第7回『このミス』大賞 1次通過作品

『禁じられた街』 梅津俊紀

 若い女性を殺害してから喉を切り裂き、その血液を抜き取る──西十崎市で相次いで起きた二件の殺人事件の犯人は、その手口から「吸血鬼」と呼ばれるようになった。刑事の本城友季恵は、コンビニ強盗逮捕時に犯したミスのせいで直接の捜査参加を阻まれていたが、大学院で犯罪心理学を学ぶ日比生鑑の力を借りて「吸血鬼」を追う……。

 吸血鬼ホラーではなく、猟奇殺人者を追う警察の捜査を描いた作品である。物語の枠組み自体は、すでに多くの作品で使い古されたもの。ことさら新鮮味があるわけではない本作をそれでも推すのは、全体のバランスのよさにある。

 例えば、キャラクターの造形。敏腕刑事であり、一方で他人には打ち明けがたい秘密を抱えた友季恵。彼女の捜査活動をチェックする、友季恵にとってはきわめて煙たい存在のエリート女性検事。一見頼りなさそうだが、優れた知性で友季恵をサポートする日比生。そんな主要人物たちの人物像はいずれも明快で、作中での役割分担もある程度ははっきりしている。わかりやすいキャラクターを配して、物語は軽快に進んでいく(もちろん、捜査は難航するのだが)。

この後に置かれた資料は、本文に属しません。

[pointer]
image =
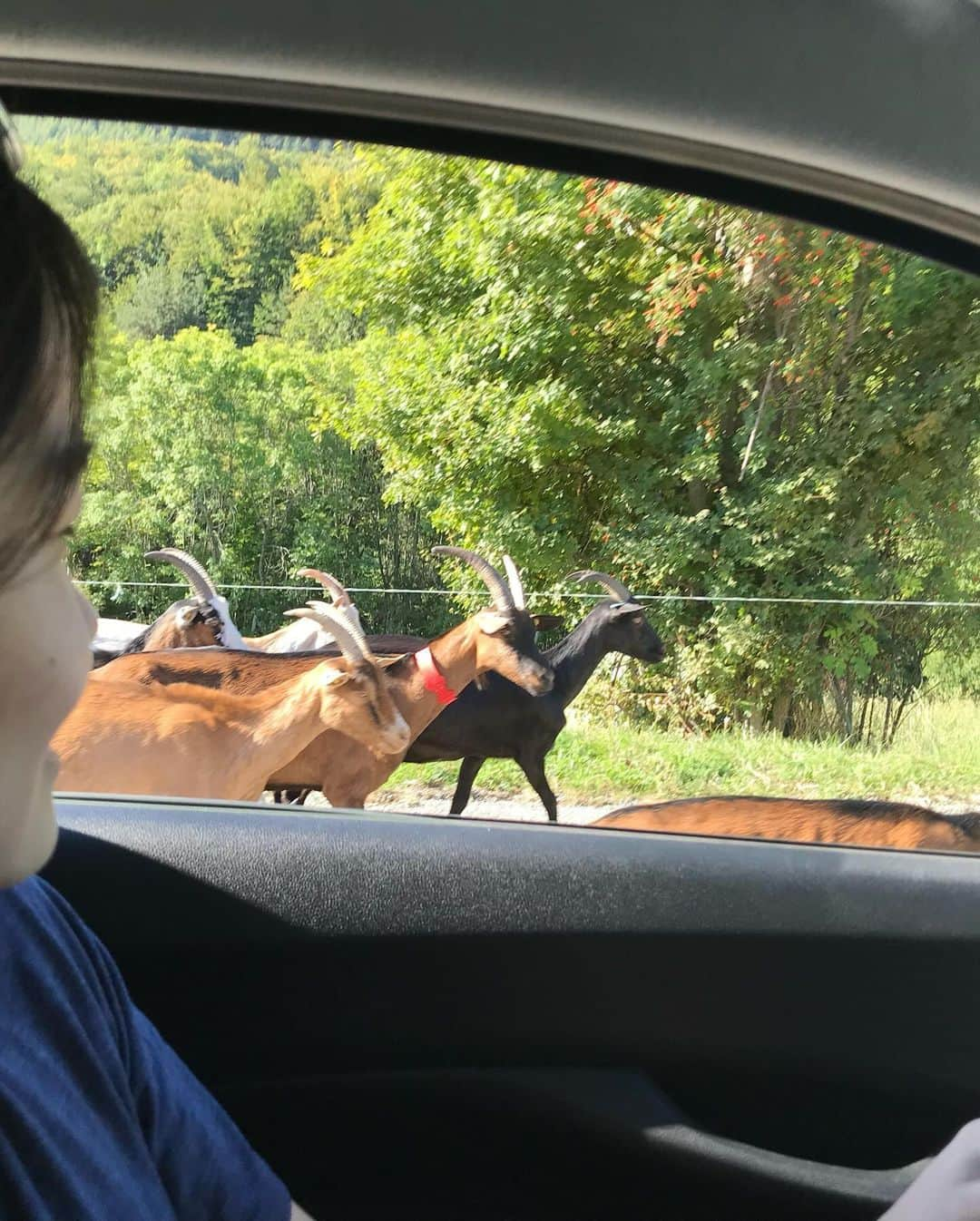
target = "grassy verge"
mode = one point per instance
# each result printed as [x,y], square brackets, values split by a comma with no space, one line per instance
[936,757]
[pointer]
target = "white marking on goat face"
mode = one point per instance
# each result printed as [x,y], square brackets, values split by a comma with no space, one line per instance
[230,635]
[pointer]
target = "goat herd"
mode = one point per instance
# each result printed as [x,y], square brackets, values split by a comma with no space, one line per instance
[190,708]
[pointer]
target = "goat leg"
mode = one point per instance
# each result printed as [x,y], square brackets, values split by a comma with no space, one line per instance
[468,769]
[534,769]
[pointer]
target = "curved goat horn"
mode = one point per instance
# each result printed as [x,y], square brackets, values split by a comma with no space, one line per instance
[514,581]
[609,582]
[192,569]
[493,581]
[352,642]
[338,592]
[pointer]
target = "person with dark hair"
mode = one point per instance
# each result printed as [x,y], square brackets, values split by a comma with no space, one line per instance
[99,1118]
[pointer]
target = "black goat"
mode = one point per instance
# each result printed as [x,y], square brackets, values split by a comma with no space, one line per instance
[504,722]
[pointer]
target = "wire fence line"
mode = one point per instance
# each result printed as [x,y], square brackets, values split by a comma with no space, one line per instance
[553,593]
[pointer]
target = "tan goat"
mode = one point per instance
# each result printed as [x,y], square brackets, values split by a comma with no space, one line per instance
[500,639]
[187,740]
[866,823]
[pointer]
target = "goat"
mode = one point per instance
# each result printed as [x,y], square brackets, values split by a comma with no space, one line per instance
[187,740]
[505,722]
[500,638]
[306,632]
[196,621]
[808,821]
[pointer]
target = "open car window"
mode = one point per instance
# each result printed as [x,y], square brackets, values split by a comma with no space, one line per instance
[323,357]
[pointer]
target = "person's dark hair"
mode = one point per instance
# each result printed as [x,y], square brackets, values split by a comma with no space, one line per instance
[48,308]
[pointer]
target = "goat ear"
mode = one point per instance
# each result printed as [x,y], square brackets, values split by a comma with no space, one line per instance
[185,617]
[334,677]
[547,621]
[492,623]
[619,608]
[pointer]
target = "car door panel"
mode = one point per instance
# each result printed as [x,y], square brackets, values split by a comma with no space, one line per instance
[768,1023]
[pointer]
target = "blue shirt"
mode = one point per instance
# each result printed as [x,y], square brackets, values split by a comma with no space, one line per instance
[99,1119]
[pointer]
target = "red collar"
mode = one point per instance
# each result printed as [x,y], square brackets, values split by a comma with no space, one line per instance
[433,679]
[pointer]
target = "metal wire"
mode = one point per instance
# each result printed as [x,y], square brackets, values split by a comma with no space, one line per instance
[564,593]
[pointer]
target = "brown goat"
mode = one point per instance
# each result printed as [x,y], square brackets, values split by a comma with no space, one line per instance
[187,740]
[500,639]
[864,823]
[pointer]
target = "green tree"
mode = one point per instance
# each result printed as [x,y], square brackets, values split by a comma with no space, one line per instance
[704,399]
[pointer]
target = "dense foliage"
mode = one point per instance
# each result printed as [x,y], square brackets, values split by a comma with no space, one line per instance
[328,356]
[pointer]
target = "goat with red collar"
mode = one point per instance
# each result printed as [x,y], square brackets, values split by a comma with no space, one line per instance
[500,638]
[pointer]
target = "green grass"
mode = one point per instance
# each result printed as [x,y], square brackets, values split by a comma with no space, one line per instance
[936,756]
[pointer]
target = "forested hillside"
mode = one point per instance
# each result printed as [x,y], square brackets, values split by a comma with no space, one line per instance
[334,356]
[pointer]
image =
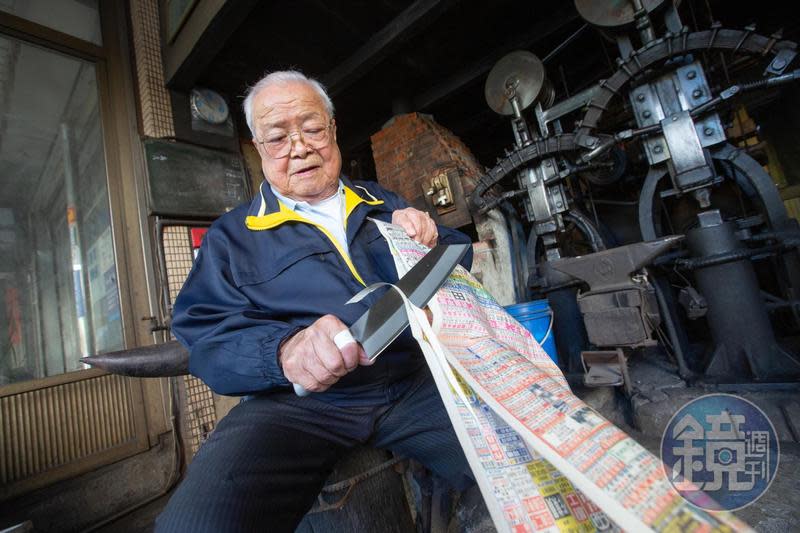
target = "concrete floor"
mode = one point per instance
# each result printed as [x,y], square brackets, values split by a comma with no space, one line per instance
[778,510]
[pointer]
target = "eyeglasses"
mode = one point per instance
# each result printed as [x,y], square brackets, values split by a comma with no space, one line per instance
[314,136]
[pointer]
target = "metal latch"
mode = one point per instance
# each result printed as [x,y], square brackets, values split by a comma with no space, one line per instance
[439,190]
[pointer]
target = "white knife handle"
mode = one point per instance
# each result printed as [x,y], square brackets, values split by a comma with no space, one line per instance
[341,339]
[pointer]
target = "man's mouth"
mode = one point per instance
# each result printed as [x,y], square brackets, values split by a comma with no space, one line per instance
[306,170]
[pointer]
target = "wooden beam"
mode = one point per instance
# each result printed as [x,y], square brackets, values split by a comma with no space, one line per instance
[198,42]
[410,22]
[540,30]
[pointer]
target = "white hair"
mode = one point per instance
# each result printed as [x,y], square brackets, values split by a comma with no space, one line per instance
[280,77]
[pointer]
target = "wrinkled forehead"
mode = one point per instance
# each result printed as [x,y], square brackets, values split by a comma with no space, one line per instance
[287,103]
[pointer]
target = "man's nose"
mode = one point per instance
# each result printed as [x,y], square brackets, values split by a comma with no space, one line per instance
[298,145]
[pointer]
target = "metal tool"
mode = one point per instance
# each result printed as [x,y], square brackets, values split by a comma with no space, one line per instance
[386,319]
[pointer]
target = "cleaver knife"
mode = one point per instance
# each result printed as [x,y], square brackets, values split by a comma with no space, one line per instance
[386,319]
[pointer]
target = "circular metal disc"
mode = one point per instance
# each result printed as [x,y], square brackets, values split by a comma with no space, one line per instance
[611,13]
[520,73]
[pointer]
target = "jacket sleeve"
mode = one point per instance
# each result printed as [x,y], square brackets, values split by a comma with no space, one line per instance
[446,235]
[233,345]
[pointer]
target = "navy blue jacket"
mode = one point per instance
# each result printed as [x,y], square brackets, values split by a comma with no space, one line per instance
[264,272]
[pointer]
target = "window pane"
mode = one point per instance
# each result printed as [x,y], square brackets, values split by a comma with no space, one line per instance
[57,270]
[79,18]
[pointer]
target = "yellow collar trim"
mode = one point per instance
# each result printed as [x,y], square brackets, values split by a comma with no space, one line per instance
[284,214]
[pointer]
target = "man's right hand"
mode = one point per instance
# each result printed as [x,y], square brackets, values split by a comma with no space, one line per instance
[311,359]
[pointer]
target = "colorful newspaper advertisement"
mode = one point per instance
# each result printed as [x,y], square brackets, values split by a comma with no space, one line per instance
[543,459]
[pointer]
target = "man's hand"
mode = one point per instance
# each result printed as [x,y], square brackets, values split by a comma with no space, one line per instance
[311,358]
[418,224]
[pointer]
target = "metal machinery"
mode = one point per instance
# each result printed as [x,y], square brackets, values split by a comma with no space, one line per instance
[698,260]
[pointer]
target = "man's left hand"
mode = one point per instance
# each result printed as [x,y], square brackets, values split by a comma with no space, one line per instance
[418,224]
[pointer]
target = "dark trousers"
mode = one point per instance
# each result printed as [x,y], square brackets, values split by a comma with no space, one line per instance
[263,466]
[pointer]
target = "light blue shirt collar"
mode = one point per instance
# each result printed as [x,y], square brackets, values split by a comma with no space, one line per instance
[294,205]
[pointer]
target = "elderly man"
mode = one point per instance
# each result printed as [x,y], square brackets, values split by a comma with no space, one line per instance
[259,312]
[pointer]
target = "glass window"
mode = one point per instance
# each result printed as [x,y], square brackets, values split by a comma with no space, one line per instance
[58,280]
[79,18]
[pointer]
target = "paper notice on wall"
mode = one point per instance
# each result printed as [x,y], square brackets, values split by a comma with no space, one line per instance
[544,460]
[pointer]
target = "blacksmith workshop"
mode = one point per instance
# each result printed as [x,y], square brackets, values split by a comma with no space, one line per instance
[395,266]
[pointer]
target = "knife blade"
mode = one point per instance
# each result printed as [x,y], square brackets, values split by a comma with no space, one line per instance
[386,319]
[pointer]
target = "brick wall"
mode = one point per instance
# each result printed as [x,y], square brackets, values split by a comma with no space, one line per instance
[411,150]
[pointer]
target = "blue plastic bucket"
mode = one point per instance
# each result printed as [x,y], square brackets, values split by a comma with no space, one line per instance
[537,317]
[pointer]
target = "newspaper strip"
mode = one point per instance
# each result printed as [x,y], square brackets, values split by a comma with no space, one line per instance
[544,460]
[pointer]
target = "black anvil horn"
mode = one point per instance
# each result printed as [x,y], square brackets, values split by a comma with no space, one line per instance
[156,361]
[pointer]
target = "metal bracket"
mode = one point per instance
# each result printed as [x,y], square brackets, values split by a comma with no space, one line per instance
[606,368]
[780,62]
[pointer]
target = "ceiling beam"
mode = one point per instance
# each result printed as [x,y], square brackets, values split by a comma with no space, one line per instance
[197,43]
[541,30]
[410,22]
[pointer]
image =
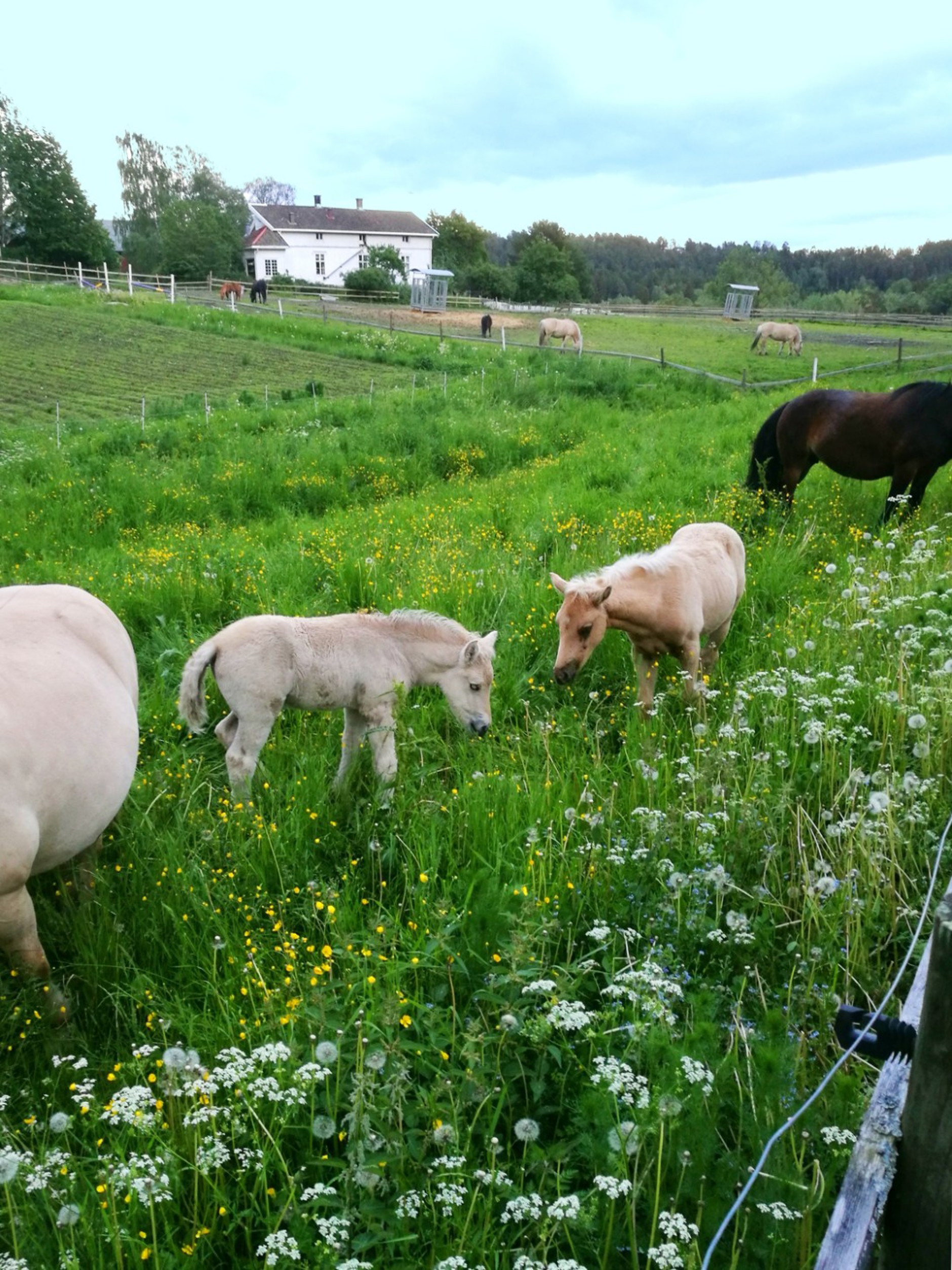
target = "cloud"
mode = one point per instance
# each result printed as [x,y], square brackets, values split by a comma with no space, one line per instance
[529,121]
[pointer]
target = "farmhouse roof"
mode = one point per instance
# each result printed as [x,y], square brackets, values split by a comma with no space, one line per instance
[263,236]
[343,220]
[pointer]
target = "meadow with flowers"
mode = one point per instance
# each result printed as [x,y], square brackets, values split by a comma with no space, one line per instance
[541,1009]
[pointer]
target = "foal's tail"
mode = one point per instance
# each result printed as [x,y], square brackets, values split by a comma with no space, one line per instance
[766,469]
[192,706]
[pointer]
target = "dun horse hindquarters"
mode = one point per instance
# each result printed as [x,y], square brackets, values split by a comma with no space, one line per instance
[665,601]
[785,333]
[560,328]
[69,741]
[356,662]
[905,434]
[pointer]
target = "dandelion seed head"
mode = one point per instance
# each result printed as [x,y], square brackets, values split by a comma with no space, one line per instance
[526,1129]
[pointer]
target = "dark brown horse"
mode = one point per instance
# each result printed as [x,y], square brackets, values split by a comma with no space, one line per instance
[905,434]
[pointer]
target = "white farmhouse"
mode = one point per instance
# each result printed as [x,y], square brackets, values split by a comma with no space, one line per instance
[322,244]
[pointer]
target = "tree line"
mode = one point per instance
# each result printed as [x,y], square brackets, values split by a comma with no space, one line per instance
[546,264]
[182,218]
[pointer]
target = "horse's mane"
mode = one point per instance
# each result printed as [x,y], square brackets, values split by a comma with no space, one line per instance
[655,562]
[425,623]
[926,391]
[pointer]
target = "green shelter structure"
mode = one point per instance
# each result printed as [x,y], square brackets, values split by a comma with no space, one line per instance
[740,301]
[429,289]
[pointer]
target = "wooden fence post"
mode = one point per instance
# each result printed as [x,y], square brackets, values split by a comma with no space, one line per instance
[918,1222]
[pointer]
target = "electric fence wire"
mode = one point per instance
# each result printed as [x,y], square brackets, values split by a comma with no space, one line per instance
[791,1121]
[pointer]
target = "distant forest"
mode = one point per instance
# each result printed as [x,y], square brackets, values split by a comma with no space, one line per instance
[905,281]
[546,264]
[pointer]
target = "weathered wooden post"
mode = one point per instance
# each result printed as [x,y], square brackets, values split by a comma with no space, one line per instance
[918,1224]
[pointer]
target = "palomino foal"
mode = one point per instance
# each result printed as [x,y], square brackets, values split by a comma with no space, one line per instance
[69,742]
[665,601]
[356,662]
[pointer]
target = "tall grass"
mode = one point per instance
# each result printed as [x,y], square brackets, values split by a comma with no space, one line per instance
[545,1006]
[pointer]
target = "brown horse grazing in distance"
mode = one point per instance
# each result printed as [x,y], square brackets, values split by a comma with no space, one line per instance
[905,434]
[664,601]
[783,332]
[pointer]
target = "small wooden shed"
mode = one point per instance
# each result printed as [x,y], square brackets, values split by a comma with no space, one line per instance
[429,289]
[740,301]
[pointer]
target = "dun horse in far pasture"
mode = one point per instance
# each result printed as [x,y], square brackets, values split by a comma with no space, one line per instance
[356,662]
[905,434]
[69,742]
[783,332]
[665,601]
[560,328]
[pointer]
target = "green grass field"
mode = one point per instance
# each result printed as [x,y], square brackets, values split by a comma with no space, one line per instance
[546,1006]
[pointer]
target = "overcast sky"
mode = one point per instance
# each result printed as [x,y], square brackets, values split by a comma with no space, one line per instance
[820,124]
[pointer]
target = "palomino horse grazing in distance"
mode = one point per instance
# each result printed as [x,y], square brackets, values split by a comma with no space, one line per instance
[783,332]
[905,434]
[559,328]
[664,601]
[356,662]
[69,741]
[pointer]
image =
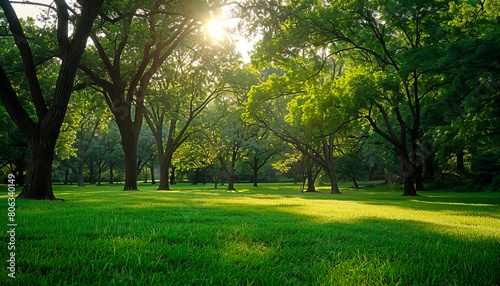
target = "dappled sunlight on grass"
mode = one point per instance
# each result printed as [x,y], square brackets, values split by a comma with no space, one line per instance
[272,234]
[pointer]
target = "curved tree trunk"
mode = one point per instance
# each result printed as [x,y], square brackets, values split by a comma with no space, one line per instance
[38,184]
[129,145]
[407,170]
[153,181]
[164,172]
[310,175]
[111,176]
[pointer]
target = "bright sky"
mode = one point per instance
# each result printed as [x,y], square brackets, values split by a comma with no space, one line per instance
[217,26]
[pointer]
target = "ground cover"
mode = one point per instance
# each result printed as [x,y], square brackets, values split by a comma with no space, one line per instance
[269,235]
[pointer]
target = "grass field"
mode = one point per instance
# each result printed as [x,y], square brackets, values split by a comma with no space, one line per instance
[270,235]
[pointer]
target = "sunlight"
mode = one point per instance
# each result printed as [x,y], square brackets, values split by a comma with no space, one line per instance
[215,29]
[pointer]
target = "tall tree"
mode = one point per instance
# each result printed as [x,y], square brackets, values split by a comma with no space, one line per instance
[41,133]
[386,41]
[187,84]
[139,32]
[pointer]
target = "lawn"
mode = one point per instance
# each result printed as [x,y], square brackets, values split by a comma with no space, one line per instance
[270,235]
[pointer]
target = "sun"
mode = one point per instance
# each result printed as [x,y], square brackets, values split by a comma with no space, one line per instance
[215,29]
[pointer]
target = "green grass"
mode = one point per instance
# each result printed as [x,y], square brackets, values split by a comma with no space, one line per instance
[271,235]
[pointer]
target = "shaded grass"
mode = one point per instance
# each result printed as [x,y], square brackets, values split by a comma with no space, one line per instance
[271,235]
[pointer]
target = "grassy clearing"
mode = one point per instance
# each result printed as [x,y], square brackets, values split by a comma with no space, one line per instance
[271,235]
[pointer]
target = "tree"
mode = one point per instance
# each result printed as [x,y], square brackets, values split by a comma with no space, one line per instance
[189,82]
[301,109]
[50,105]
[146,33]
[383,44]
[260,148]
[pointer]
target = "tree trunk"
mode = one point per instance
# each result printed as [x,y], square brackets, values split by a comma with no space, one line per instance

 終盤にも、ちょっとした驚きが用意されている。ミステリらしい稚気を感じさせる、意外な展開だ。ただし、きわめて誠実に伏線を張っているせいか、仕掛けに気づいてしまう読者も少なくないだろう。

 バランスがとれているだけに、もっと過剰さを取り入れてもよかったのでは……と思う部分もあるが、まずは均整のとれたつくりを評価したい。細部に粗さの目立つ作品ではあるが、物語の成立自体を危うくするレベルではないと考えている。